Note becomes timeline

An application fact is stored as an event with ancestry. Current note state is a convenient view; the timeline is the ordered material from which that view can be reconstructed.

Trail 05

Actor message crosses mesh

Run two SlOS nodes, join a chat actor on one node, and send a message from the other. The route shows local actor delivery and the mesh extension that carries the same idea between peers.
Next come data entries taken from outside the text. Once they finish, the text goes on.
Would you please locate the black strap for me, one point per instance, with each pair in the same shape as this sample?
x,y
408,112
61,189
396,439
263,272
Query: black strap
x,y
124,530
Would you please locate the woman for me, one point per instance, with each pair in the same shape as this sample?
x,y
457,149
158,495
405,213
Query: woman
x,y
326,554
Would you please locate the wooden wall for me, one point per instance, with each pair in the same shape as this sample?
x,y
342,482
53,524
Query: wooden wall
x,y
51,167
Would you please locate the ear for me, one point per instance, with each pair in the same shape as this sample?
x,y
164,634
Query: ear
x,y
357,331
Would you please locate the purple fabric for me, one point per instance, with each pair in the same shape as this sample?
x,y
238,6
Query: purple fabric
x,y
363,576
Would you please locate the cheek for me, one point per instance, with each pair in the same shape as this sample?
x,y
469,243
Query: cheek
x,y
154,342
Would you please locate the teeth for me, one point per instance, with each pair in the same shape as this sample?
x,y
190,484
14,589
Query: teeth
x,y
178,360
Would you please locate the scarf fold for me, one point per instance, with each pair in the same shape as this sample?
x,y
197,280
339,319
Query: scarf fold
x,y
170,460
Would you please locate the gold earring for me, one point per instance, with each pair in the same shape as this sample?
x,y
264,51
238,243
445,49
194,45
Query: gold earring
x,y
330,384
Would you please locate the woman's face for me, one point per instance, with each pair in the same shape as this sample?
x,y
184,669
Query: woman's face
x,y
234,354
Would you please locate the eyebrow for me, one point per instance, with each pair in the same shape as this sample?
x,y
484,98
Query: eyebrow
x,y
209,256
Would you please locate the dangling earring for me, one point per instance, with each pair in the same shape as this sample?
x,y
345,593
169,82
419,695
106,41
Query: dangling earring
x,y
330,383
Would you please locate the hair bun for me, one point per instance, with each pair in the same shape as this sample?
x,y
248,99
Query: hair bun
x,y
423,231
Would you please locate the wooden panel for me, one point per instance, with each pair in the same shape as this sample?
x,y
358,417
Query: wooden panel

actormailboxroutemeshfederation

Commands to run

node-b slos:/$ chat depot
node-a slos:/$ meshview
node-a slos:/$ routes
node-a slos:/$ chat field hello over the mesh
node-a slos:/$ federation
node-a slos:/$ events 20

What to observe

1	meshview reports discovered or connected peers and their transport state.
2	routes shows actor names, route policy, and local or remote targets.
3	The chat actor receives a mailbox message; federation counters and causal events advance with delivery activity.

Source files Actor message crosses mesh

`kernel/graph/actor.c`	Actor slots, route targets, mailbox send, receive, and dead-letter handling.
`kernel/graph/mesh.c`	Peer discovery, identity, encrypted channel state, and transport framing.
`kernel/graph/federation.c`	Remote actor delivery and causal graph exchange.
`kernel/apps/cmd_graph.c`	actors, send, recv, chat, routes, and federation commands.
`kernel/apps/meshview.c`	Operator display for mesh peers and channel state.
`include/actor.h`	Actor records, route records, and message format.

Concept learned

Actor message crosses mesh

Actor delivery names communication explicitly. A sender places bytes in a typed message, the route table selects a target, local mailboxes or mesh transport carry the payload, and federation records the movement as causal history.

Operating rule: stop after each trail and identify the boundary that moved. Boot moves from loader to kernel. Syscalls move from user task to kernel service. Packets move from device frame to byte stream. Notes move from command text to timeline event. Actor messages move from one mailbox to another, with mesh carrying the same record between peers.